Dantès T1 – la Chute d’un trader

Les critiques BD
  • Boisserie & Guillaume & Juszezak
  • Dargaud ©

  • Un thriller financier implacable. C’est comme cela que l’on nomme cette nouvelle série dans les « Échos  » célèbre journal financier français. Implacable est peu dire.

    L’histoire commence comme dans le roman de Monte-Cristo d’Alexandre Dumas.

    Dantès célèbre homme financier mais complètement inconnu de ses contemporains, se montre en public lors d’une soirée de gala en mai 2000. Il y retrouve ceux qui vont être marqués par le sceau de sa vengeance. On retourne plusieurs années en arrière, dans la Paris de 1988. Alexandre courtier en bourse au talent reconnu se voit offrir les commandes de toute une section de marché, Le Matif. Pour l’aider il a une équipe de courtiers mais aussi l’un de ses proche amis Thierry Minez. Malgré les réticences de son supérieur direct, Alexandre accepte avec joie. Mais les problèmes vont rapidement commencer. Des titres mis en vente se retrouvent curieusement dans la partie achat et Alexandre est obligé pour se couvrir de fausser des comptes et d’ouvrir des comptes paravents. Il a sans le savoir mis les doigts dans un engrenage qui va le pousser à sa perte et permettre d’enrichir ceux qui le manipulent. On découvre rapidement que son entourage est impliqué dans ce complot, que plusieurs années après, Dantès va mettre à jour.
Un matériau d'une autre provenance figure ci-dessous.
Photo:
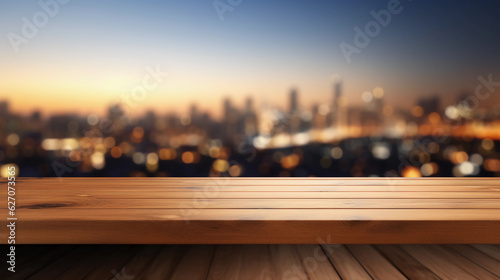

    La vengeance. C’est un plat qui se mange froid, il parait. Mais pour se venger il faut en connaître les causes et surtout les coupables. Ce premier tome est construit de manière à montrer comment Alexandre a pu à la fois volontairement et sans le savoir causer la faillite de sa banque. Faillite voulue au plus haut niveau. Le rapprochement avec le roman Monte-Cristo est complètement volontaire, et colle parfaitement à une réalité plausible de notre époque. C’est passionnant à lire et c’est exaltant de découvrir les différents actes du complot. Le scénariste Pierre Boisserie s’est fait aider par Philippe Guillaume dont la fonction est de diriger le service financier du quotidien « les Échos ». Une preuve s’il en est du sérieux de l’histoire. Erik juszezak n’est pas en manque, il arrive avec son dessin réaliste à donner vie en couleurs à une histoire qui aurait très bien pu rester sous forme de roman.

    La série comptera sept tomes. Sept albums de machinations financières.

    La vengeance n’a pas de prix, mais elle a un nom : Dantès.